Contrasting with a accent color. Plate-rack cabinets are all easy ways to incorporate an accent colour into a kitchen; it makes it feel much more unfitted and accumulated. Flanked by two windows, this plate rack produces a visual centre and feel of symmetry, although the base cabinets below are not symmetrical or aligned with what’s on top.

Fitzgerald Studio

This dish rack cabinet combines many features we’ve talked about : It has a contrasting colour and is placed asymmetrically in the kitchen, but is light on its own.

Elad Gonen

Talking of asymmetry, I love the usage of this dish rack off to the side because it balances the hutch cabinet on the opposite end. Both do not fit, but there is a relationship.

Kayron Brewer, CKD, CBD / Studio K B

Bring it down to the counter. I adore this plate stand incorporates into open shelves and an uber-functional storage wall in which the cabinets sit on the countertop. It is a mixed-use storage wall which makes sense for a small section of countertop which won’t be used for substantially prepping or tasking. The variety of door sizes and open-vs. -closed storage produce much more visual attention than a bunch of cabinet doors which are all the same size.

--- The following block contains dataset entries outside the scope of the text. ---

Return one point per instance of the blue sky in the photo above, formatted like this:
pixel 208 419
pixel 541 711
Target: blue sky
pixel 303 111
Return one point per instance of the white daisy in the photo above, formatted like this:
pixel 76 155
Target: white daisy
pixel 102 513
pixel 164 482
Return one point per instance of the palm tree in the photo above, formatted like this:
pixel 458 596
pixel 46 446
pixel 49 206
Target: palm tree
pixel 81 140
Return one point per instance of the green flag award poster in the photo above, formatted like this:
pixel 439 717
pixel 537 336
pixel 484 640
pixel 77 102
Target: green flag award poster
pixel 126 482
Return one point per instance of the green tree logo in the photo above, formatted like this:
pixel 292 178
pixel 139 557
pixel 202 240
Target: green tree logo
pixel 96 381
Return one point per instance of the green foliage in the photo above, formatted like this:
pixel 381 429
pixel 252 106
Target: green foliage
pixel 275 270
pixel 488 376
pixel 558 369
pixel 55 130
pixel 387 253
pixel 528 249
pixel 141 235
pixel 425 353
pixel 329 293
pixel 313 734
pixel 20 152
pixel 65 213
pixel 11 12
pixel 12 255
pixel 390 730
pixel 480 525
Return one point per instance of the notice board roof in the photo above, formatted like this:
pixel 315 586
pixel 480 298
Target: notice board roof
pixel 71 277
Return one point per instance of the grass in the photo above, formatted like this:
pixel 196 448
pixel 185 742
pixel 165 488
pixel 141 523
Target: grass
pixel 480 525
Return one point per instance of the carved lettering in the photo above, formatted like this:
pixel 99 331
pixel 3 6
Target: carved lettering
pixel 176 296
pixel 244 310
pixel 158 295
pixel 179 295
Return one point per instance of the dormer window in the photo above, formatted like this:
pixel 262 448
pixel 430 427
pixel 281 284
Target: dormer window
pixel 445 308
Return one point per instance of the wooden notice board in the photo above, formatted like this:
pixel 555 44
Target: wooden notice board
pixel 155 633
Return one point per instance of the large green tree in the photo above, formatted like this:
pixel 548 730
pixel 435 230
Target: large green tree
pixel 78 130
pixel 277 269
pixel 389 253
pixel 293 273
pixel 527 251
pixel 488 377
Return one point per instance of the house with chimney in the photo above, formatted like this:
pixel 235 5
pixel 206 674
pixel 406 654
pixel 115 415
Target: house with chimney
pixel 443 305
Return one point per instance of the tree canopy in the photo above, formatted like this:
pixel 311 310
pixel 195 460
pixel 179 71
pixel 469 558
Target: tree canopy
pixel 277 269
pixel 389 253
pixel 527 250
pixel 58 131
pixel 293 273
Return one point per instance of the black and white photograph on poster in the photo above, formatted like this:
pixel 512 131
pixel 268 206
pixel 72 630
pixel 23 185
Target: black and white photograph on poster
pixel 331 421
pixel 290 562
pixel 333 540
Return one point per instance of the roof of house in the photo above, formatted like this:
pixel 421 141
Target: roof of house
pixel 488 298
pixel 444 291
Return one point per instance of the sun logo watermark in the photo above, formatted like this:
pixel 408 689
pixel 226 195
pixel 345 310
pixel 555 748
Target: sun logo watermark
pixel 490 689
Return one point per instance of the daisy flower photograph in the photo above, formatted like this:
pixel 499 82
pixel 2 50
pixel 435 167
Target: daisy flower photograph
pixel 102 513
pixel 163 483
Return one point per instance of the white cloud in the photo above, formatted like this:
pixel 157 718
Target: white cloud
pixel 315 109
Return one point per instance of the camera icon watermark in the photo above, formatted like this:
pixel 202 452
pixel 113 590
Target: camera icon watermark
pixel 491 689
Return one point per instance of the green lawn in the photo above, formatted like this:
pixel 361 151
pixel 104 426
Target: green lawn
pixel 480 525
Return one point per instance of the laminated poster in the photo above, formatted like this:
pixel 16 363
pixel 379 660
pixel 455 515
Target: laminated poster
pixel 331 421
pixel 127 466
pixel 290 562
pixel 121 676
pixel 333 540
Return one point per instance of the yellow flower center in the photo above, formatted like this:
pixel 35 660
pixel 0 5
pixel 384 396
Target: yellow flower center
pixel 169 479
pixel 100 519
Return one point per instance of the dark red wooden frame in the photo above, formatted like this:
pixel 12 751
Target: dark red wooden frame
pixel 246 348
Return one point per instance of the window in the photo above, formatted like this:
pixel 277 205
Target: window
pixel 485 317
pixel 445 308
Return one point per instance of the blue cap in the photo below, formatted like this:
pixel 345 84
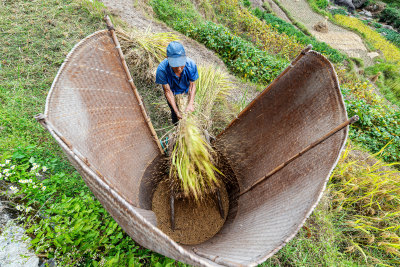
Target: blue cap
pixel 176 54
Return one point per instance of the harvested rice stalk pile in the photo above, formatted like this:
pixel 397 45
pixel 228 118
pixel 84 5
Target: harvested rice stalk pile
pixel 144 50
pixel 193 159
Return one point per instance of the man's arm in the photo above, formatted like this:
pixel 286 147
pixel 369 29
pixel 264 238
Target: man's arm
pixel 192 93
pixel 171 99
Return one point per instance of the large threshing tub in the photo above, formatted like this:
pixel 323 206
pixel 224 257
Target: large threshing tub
pixel 95 114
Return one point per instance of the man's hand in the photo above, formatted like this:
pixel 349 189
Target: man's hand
pixel 179 115
pixel 190 107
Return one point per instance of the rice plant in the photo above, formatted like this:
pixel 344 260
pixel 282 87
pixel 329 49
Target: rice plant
pixel 366 195
pixel 193 160
pixel 144 50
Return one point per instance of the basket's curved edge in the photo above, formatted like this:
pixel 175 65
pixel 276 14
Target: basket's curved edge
pixel 135 215
pixel 60 71
pixel 341 103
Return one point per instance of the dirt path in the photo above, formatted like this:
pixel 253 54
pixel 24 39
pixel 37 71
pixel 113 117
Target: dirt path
pixel 337 37
pixel 133 16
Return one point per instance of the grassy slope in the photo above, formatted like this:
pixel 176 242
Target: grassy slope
pixel 37 38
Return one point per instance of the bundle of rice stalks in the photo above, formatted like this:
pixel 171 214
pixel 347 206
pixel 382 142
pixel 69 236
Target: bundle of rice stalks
pixel 193 161
pixel 144 50
pixel 366 192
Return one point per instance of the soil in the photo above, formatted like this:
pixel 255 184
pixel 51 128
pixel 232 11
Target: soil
pixel 141 16
pixel 194 223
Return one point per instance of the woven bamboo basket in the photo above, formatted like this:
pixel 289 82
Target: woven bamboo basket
pixel 95 114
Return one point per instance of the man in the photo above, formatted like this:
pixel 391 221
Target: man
pixel 177 74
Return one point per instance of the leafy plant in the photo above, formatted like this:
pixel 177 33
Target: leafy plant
pixel 391 15
pixel 366 196
pixel 322 4
pixel 390 51
pixel 282 26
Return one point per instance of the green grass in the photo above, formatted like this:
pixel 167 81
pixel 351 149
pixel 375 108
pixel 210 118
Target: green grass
pixel 36 36
pixel 284 27
pixel 388 81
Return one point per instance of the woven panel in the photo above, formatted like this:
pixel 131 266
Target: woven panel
pixel 298 109
pixel 93 107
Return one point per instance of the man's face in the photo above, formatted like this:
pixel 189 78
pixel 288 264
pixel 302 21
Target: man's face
pixel 178 70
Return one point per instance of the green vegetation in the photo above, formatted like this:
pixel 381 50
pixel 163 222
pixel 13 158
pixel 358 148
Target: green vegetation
pixel 299 25
pixel 244 24
pixel 391 15
pixel 241 56
pixel 284 27
pixel 388 80
pixel 365 195
pixel 57 209
pixel 390 51
pixel 357 222
pixel 391 35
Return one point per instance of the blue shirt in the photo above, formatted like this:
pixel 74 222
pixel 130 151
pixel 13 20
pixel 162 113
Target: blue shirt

You don’t have to restrict yourself to a plate rack ; you can get more out of the cabinet by producing an appliance storage space under and open shelves over.

Divine Design+Build

Carve out a niche. The little bit of unused wall space produced by the wall and fireplace oven are a perfect spot to create storage in the form of a plate rack. Here it’s being used for both function and display.

K & M Designs

I had to incorporate several examples of plate racks in which the plates have been made to face outwards. Just because those are on display doesn’t mean they can not be used for functional serving dishes. Just a little niche created by unused wall depth is a great way to get additional storage.

Plate racks do not need to maintain kitchens — they can maintain a butler’s pantry or vestibule place as well. Stealing space that might be otherwise overlooked looks fantastic and provides an present kitchen much needed additional storage.